Mr. Keys came to this county from South Carolina in 1833 and settled on the farm where he died. He was one of Gibson County's sturdy pioneer citizens and contributed his full share of labor and energy in opening up the forests of primitive times and making of them fruitful fields. His farm was favorably located and soon became one of the most productive in the county. In his later years he has been incapacitated for labor, but he has been permitted to enjoy the home and comforts which had been secured by the labor of early years.  He was a consistent and devoted member of the United Presbyterian Church, and, when not prevented by physical infinnities, he was always in his place in the sanctuary. His Bible was his daily delight.
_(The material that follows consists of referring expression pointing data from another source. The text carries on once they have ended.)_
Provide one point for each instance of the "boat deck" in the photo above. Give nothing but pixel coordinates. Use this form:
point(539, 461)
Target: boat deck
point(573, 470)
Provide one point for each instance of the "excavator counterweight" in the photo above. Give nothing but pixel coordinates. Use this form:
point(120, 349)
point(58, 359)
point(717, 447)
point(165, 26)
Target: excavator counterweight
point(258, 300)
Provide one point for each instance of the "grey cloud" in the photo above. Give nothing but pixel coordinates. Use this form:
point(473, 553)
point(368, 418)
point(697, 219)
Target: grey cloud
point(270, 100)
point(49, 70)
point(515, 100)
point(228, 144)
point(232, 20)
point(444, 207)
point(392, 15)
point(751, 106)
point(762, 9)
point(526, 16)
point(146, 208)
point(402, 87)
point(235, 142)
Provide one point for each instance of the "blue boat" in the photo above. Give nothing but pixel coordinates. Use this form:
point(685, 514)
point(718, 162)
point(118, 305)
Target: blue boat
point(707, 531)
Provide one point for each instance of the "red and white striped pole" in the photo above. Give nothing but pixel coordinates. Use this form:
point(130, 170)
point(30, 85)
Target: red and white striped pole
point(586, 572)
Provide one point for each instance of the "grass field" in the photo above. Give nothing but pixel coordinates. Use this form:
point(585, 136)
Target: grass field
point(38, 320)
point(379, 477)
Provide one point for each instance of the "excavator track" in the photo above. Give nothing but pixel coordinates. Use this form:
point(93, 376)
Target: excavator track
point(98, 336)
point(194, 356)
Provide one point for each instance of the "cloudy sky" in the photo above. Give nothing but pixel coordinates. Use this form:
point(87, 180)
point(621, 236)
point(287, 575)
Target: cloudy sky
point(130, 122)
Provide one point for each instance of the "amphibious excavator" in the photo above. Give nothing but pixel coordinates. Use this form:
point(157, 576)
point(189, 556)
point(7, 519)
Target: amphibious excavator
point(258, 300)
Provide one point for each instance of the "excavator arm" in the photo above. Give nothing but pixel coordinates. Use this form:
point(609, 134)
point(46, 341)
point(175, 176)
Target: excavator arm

On

account of failing eyesight he was not able to read it, as in earlier years, yet he had so improved his privilege when eyesight was afforded him that he had a mind well stored with scripture passages, which he could recite from memory. His ability it this line was most remarkable.


Mr. Keys was twice married. His first wife, whom he married in South Carolina, died about 20 years ago.  His second wife was a McWilliams, who survives him, as do also two daughters by his first wife, namely:  Mrs. Wm. Cooper and Mrs. Peter French, both living in this county.


The funeral services will be held at the late residence this afternoon at 3 o'clock. Interment will be in the Genung (Walnut Hill) cemetery."